EUROPE – The French real estate market offers "interesting" opportunities, but the country remains at a "slightly higher risk level" than any other major property market in Europe due to its lease structure, one fund manager has argued.
Speaking at the IP Real Estate Awards seminar in London, Jose Luis Pellicer, head of research at Rockspring Property Investment Managers, said that, compared with Germany and the UK, which are the "good surprises" at the moment, France is more "worrying".
"France offers a very attractive office property market," he said. "However, there is a chronic lack of well-located office spaces in Paris, and opportunities there do not come so often."
Pellicer said the retail and residential markets had similar characteristics, but that he was not optimistic about the latter, as the economic prospects were "not encouraging" and consumer-spending power was set to fall.

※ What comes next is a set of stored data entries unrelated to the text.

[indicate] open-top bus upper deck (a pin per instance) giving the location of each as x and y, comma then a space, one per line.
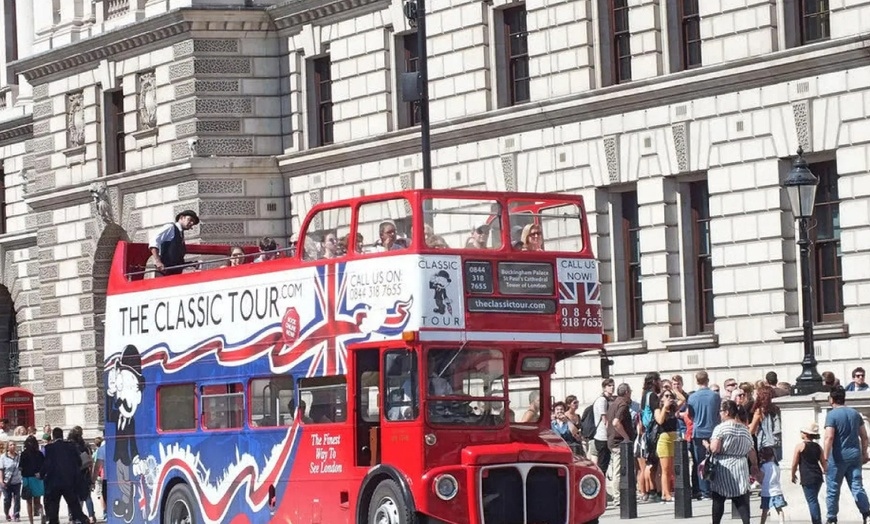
451, 265
209, 372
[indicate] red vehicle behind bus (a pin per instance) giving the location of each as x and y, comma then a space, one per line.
395, 369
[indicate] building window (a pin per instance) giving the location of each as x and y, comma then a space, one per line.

He said the logistics market was more interesting, as long as the assets were "good" and located along the Lille-Paris-Marseille axis.
Finally, Pellicer voiced concerns over the French lease structure and argued that a 3-6-9 lease was "always more risky" than a lease in the UK.
"I would put France at a slightly higher risk level than anybody else because of that feature," he said.
Earlier during the session, Pellicer said Germany and the UK currently offered the biggest potential for growth, with opportunities arising in the retail sector.
"In spite of the period of decreasing returns we are approaching in the UK retail market, this sector will remain stable in the future, whereas most investors currently believe it will fall," he said.